Reduce the management fees, reduce the cleaning fees and increase the rental times? It seems that you also get usage out of this property?

Have you listed the place on many rental sites? You could probably increase the rental income. The 1.5% could change drastically at that point. You didn't mention taxes, upkeep or HOA dues either.

2   Serpentor   @   2010 Jun 8, 1:34pm  

sell it and rent it back when you visit

3   dutchsailor   @   2010 Jun 8, 2:35pm  

Nomograph says

I would sell the apartment and send all the proceeds to Greece.

you are so funny

4   dutchsailor   @   2010 Jun 8, 2:47pm  

pkennedy says

Reduce the management fees, reduce the cleaning fees and increase the rental times? It seems that you also get usage out of this property?
Have you listed the place on many rental sites? You could probably increase the rental income. The 1.5% could change drastically at that point. You didn’t mention taxes, upkeep or HOA dues either.

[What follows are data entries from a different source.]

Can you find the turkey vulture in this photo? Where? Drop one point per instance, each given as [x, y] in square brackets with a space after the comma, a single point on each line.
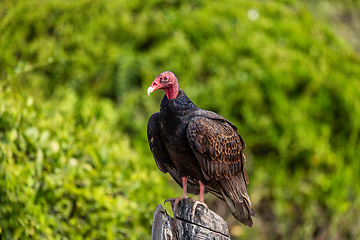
[201, 150]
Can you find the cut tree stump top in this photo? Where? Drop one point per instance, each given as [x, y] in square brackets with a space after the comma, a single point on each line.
[205, 225]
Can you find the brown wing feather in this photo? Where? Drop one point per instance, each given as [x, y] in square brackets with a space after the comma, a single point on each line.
[157, 146]
[218, 147]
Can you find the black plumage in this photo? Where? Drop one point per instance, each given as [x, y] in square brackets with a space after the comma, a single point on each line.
[200, 145]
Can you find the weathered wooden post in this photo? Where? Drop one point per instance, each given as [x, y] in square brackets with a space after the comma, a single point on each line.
[205, 225]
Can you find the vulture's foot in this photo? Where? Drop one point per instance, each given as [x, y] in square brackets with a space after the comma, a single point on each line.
[177, 200]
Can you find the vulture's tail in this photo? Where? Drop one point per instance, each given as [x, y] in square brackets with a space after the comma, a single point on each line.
[235, 195]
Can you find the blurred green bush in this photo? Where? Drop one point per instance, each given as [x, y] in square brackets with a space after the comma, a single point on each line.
[73, 113]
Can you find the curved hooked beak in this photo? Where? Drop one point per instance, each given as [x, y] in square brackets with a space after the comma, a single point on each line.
[150, 90]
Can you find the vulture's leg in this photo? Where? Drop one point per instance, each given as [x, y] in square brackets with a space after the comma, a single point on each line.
[201, 199]
[178, 199]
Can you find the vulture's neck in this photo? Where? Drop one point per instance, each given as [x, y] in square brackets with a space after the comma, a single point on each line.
[181, 105]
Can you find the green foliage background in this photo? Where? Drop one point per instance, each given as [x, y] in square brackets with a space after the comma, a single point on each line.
[74, 158]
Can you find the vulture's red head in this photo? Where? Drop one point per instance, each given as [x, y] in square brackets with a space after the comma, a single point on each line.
[166, 81]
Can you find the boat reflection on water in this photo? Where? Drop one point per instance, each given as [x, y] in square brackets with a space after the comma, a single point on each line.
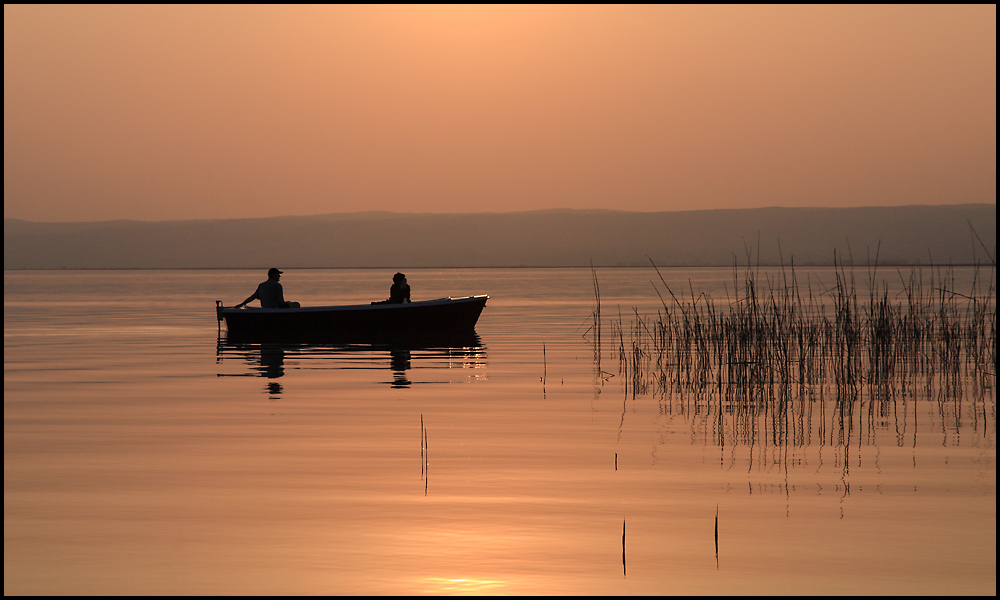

Even when I succeed in optimizing all those things and would succeed in doubling net rental income to €10.000, it would still be only 3% yield. Patrick says this is still too low, and I agree.

At that point if someone would take ik off my hands for €350.000, he would still pay 35 times the yearly income. That is still way too much if you ask me.

As I understand from Patrick a good buy is when you have 10% net rental income, meaning you can earn your investment back in 10 years. That would mean that the price of the appartment should fall to €50.000!!! Even when I would succeed in doubling the net rental income to €10.000 the fair value of the property would still only be €100.000, maximum €200.000.

5   dutchsailor   @   2010 Jun 8, 2:47pm  

Serpentor says

sell it and rent it back when you visit

I like your idea. Simple, profitable and effective. Thanks!

6   xenogear3   @   2010 Jun 8, 11:17pm  

I will tell you to hold if you use a $ (dollar), but you used a € (Euro) which drops every day.

7   Michinaga   @   2010 Jun 9, 2:41am  

Are there similar properties in that area with better rent-to-price ratios? If you could get €350k for this place, and then buy something that's much cheaper but rents for the same amount, you'd have the same income, but would pocket the difference.

What is a normal rent-to-price ratio in your area?

8   mailingreply   @   2010 Jun 9, 2:54am  

Two ways to look at this home:
1. purely financial: How are property values in your immediate area? If they are at (or near) a peak (and trending down), I'd sell. You can buy back in at a later time at a lower price. This assumes you aren't in need of the money and that you're in a bubble or just past the high point. The way to tell? What are the comparable units selling for (not asking prices, selling prices)?
2. emotional: If use of the unit on a regular basis is very important - and very similar units are not easily found and rentable, I'd keep it.

9   rob918   @   2010 Jun 9, 3:11am  

"However, I do have some emotional bond with the property. I’ve been going there for holidays since I was young and do meet my family there as they also each have an appartment in the same building."

You have to distance yourself from this thinking. Unless it's the house you live in and raise a family in and enjoy the location, etc., this is just a house/condo/apartment. You have to look at an investment property as that, an investment. It's not your home anymore, it's just a house/condo/apartment. It's just like stocks and other investments.......don't fall in love with them, you have to take the emotions out of it.